" ... e esse espetacular engrandecimento antigo, com suas ruínas de arte e inúmeros signos nobres, eu conseguia apreciar, ainda que não quisesse ser simplesmente esmagado pela grandeza daquilo tudo. Mas no poder moderno do luxo, com seus batalhões de trabalhadores e engenheiros, são as COISAS em sí, os produtos, que são eminentes, e o indivíduo não chega nem perto de ser igual à imensa soma delas."
Eis aqui SAUL BELLOW em AUGIE MARSH, conseguindo dizer o porque de eu me sentir tão mal perante a arquitetura moderna e tão bem perante cidades antigas. Andando por Roma ou Veneza somos esmagados pela grandeza da obra de GRANDES HOMENS. Cada monumento tem o nome e a face de algum herói. Prédios não remetem a ser humano nenhum. É apenas uma coisa. Esmagados pelo inanimado, sem pensamento, pelo absolutamente não humano.
" ... que em qualquer vida de verdade, voce tem de sair e ser exposto fora do pequeno círculo que abarca duas ou três cabeças na mesma história de amor. Experimente ficar, para ver, do lado de dentro. Veja quanto tempo voce aguenta."
Augie Marsh nasce em Chicago. Não conhece o pai e sua família é sustentada por parentes e pelo serviço público. Augie Marsh aos 10 anos é um malandro de rua. Vende jornais, tenta roubar e idolatra um tipo de chefão do crime. Acima de tudo, ele tenta agradar, não criar atrito, e segue sempre alguém. Augie é feliz.
"... e é isso que a humanidade sempre faz. Ela é feita desses inventores e artistas, milhões e milhões deles, cada um tentando a seu próprio modo recrutar outras pessoas para representar papéis coadjuvantes e apoiá-lo no seu faz de conta."

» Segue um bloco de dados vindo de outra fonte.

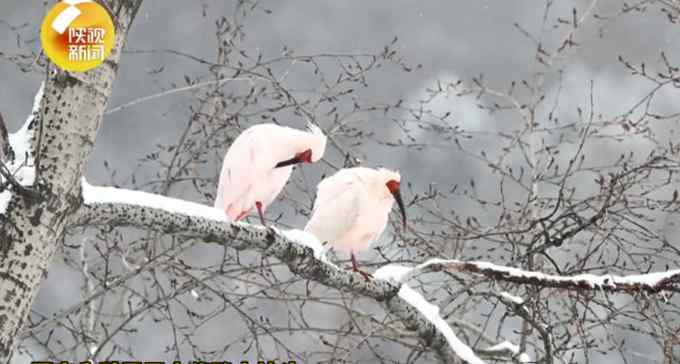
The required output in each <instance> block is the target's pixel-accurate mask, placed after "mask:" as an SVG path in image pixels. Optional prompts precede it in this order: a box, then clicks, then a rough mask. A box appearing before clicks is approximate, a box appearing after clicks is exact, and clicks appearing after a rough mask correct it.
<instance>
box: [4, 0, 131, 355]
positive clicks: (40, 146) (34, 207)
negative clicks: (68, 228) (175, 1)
mask: <svg viewBox="0 0 680 364" xmlns="http://www.w3.org/2000/svg"><path fill="white" fill-rule="evenodd" d="M141 3H142V0H110V1H108V3H107V5H108V6H109V8H110V9H111V10H112V11H113V13H114V14H113V15H114V18H115V19H114V22H115V23H116V25H117V29H116V43H115V45H114V47H113V50H112V52H111V55H110V56H109V58H108V59H107V60H106V61H105V62H104V63H103V64H102V65H100V66H99V67H97V68H96V69H94V70H92V71H89V72H86V73H79V74H74V73H68V72H64V71H60V70H54V71H51V72H49V74H48V75H47V80H46V81H45V85H44V93H43V96H42V99H41V100H40V101H39V102H40V104H39V105H40V106H39V109H38V112H37V115H35V117H34V118H32V119H30V120H31V122H30V125H29V129H30V130H31V131H32V139H31V150H30V151H29V153H30V154H31V156H32V157H33V160H34V166H35V169H36V179H35V182H34V185H33V186H32V187H30V188H31V189H32V190H33V192H34V193H31V194H26V193H20V192H21V191H18V190H17V191H12V192H13V195H12V199H11V201H10V203H9V205H8V207H7V210H6V211H5V214H4V216H0V224H1V227H0V362H2V363H7V362H9V360H10V358H11V356H12V353H13V351H14V348H15V346H16V338H17V337H19V336H20V335H18V334H19V331H20V330H21V328H22V326H23V324H24V322H25V320H26V317H27V316H28V314H29V312H30V309H31V306H32V304H33V301H34V299H35V297H36V294H37V292H38V288H39V287H40V283H41V282H42V280H43V278H44V276H45V274H46V272H47V269H48V266H49V263H50V260H51V258H52V255H53V254H54V252H55V250H56V248H57V244H58V243H59V242H60V241H61V239H62V237H63V235H64V230H65V227H66V226H67V224H68V222H69V220H70V219H72V217H73V214H74V212H75V211H76V210H77V208H78V206H79V193H80V177H81V176H82V174H83V170H84V168H85V165H86V163H87V160H88V157H89V155H90V152H91V151H92V147H93V146H94V143H95V140H96V135H97V131H98V129H99V127H100V125H101V121H102V115H103V113H104V110H105V109H106V105H107V102H108V99H109V96H110V94H111V90H112V86H113V82H114V80H115V78H116V74H117V71H118V62H119V59H120V55H121V50H122V48H123V45H124V43H125V39H126V36H127V33H128V30H129V28H130V25H131V24H132V21H133V19H134V17H135V14H136V13H137V10H138V9H139V6H140V5H141ZM10 188H11V187H10Z"/></svg>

Augie percebe cedo que tudo é mentira. Ninguém, NUNCA, diz aquilo que realmente pensa ou sente. E desse modo, todos passam pela vida sem poder ser o que se nasceu para ser. Augie Marsh se apaixona, tenta estudar, rouba livros e os vende, mora em pulgueiros, e conhece gente, muita gente, gente rica, gente pobre, louca, sã, felizes e tristes. Tem um irmão demente e outro ambicioso que se tornará a proto-imagem do yuppie voraz.
".... como se, quando chegava o momento, deixássemos a companhia de quem quer que estivesse conosco e fôssemos reservadamente sair no braço com nosso antagonista eleito no seu esconderijo secreto."
Tentam enredar Augie no mundo dos milionários. Mas ele não cai, ele esnoba o dinheiro. Foge sempre, mas ao mesmo tempo está sempre de volta. Ajuda um aborto, se envolve em sindicato e vai pro México em caçada a águias e cobras e amor ( que sempre termina em desespero ).
" ....A GRANDE INVESTIGAÇÃO DE HOJE É QUANTO UM SUJEITO PODE SER MAU, NÃO É MAIS O QUANTO ELE PODE SER BOM."
Quem diz isso é Padilla, um dos caras que nosso herói conhece nessa jornada. Um dos muitos que fazem com que Augie se movimente, todo o tempo, logo ele, que tanto queria ficar parado. Porque Augie logo descobre que voce só pode ser voce se estiver parado.
"... no mundo da natureza voce pode confiar. Nele voce já sabe. Mas no mundo dos artefatos voce tem de ter cuidado todo o tempo. Nele voce tem de saber, e não dá pra ficar com tanta coisa na cabeça e ser feliz."
Num livro que tem um milhão de grandes pensamentos, talvez este seja aquele que mais me toca. Vivemos cada vez mais, em mundo onde PRECISAMOS saber coisas. Números de código, datas e horários, cruzar uma rua e pegar um táxi, pagar contas, ligar maquininhas, responder mensagens, cuidar do corpo, cuidar da beleza, proteger o patrimônio, cumprir horário, cumprir metas. Sobra espaço pra ser voce ?
"... tédio é a convicção de não poder mudar. O homem murcha quando pensa ser a mudança impossível. Mas não é engraçado ? Passamos toda a vida com medo da mudança e procurando o que nos faça estáveis. O amor por exemplo."
É um livro devastadoramente rico. Vem a guerra e eis Augie perdido num bote salva-vidas no meio do mar e depois eis ele casado e rico em Paris. E corneado.
Mas quem é Augie? Seria ridículo eu dizer que ele é todos nós? Mas ele é. Saul Bellow, gigante, consegue criar um adorável Candido do século XX. Otimista teimoso, apaixonado, desiludido, medroso, enganável e totalmente perdido. O livro é um colosso.